How to Purify the CCD
  1. The -p option enables you to purify (verify the contents and check the syntax of) the CCD database file. Run this option whenever there is a syntax error in the CCD database file.


    # ccdadm -p CCD-filename
    

    The -p option reports any format errors in the candidate file and writes a corrected version of the file into the file filename.pure. You can then restore this "pure" file as the new CCD database. See "How to Restore the CCD" for more information.

Troubleshooting the CCD

The system logs errors in the CCD to the /var/opt/SUNWcluster/ccd/ccd.log file. Critical error messages are also passed to the Cluster Console. Additionally, in the rare case of a crash, the software creates a core file under /var/opt/SUNWcluster/ccd.

The following is an example of the ccd.log file.


lpc204# cat ccd.log
Apr 16 14:54:05 lpc204 ID[SUNWcluster.ccd.ccdd.1005]: (info) starting `START' transition with time-out 10000
Apr 16 14:54:05 lpc204 ID[SUNWcluster.ccd.ccdd.1005]: (info) completed `START' transition with status 0
Apr 16 14:54:06 lpc204 ID[SUNWcluster.ccd.ccdd.1005]: (info) starting `STEP1' transition with time-out 20000
Apr 16 14:54:06 lpc204 ID[SUNWcluster.ccd.ccdd.1000]: (info) Nodeid = 0 Up = 0 Gennum = 0 Date = Feb 14 10h30m00 1997 Restore = 4
Apr 16 14:54:06 lpc204 ID[SUNWcluster.ccd.ccdd.1002]: (info) start reconfiguration elected CCD from Nodeid = 0
Apr 16 14:54:06 lpc204 ID[SUNWcluster.ccd.ccdd.1004]: (info) the init CCD database is consistent
Apr 16 14:54:06 lpc204 ID[SUNWcluster.ccd.ccdd.1001]: (info) Node is up as a one-node cluster after scadmin startcluster; skipping ccd quorum test
Apr 16 14:54:06 lpc204 ID[SUNWcluster.ccd.ccdd.1005]: (info) completed `STEP1' transition with status 0

The following table lists the most common error messages with suggestions for resolving the problem. Refer to the Sun Cluster 2.2 Error Messages Manual for the complete list of error messages.

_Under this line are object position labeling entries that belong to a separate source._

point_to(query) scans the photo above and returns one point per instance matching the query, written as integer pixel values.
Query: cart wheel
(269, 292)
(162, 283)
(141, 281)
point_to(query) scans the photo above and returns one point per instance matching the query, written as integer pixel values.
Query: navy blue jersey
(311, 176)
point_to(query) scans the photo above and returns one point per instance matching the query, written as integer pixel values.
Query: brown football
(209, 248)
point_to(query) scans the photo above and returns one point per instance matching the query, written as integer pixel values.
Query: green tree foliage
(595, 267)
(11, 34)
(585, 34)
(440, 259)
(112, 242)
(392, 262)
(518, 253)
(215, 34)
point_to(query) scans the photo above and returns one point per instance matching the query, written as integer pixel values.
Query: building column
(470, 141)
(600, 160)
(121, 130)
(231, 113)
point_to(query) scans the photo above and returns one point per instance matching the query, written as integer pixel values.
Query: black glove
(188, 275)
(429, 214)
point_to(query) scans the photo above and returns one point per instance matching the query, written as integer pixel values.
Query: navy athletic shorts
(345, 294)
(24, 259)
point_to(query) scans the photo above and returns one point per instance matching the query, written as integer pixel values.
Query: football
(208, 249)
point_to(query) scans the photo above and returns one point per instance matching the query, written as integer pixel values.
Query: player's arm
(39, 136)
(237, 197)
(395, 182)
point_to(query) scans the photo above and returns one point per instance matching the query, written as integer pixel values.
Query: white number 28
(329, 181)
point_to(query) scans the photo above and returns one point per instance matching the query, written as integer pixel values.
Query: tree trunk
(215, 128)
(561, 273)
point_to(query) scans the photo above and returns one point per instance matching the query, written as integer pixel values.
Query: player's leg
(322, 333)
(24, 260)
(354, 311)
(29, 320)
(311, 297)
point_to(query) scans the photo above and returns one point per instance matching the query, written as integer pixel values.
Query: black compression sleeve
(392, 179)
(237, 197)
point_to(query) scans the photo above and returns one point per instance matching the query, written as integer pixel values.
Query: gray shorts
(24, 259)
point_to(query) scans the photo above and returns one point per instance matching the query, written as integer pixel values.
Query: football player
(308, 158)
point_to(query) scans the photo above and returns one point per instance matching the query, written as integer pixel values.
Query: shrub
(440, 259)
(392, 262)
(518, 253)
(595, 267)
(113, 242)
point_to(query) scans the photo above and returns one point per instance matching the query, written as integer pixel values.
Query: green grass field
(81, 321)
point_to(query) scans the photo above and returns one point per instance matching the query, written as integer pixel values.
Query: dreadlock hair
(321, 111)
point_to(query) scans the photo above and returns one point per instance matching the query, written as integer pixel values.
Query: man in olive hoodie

Table 4-1 Common Error Messages for the Cluster Configuration Database

Number Range 

Explanation 

Action 

4200 

Cannot open file 

Restore the CCD by running the ccdadm -r command.

4302 

File not found 

Restore the CCD by running the ccdadm -r command.

4307 

Inconsistent Init CCD 

Remove, then reinstall, the Sun Cluster software. 

4402 

Error registering RPC server 

Check your public network (networking problem). 

4403 

RPC client create failed 

Check your public network (networking problem). 

5000 

System execution error 

The synchronization script has an error. Check the permissions on the script. 

5300 

Invalid CCD, needs to be restored 

Restore the CCD by running the ccdadm -r command.

5304 

Error running freeze command 

There are incorrect arguments in the executed synchronization script. Check that the format of the script is correct. 

5306 

Cluster pointer is null 

This message indicates that the cluster does not exist (ccdadm cluster). Check that you typed the cluster name correctly.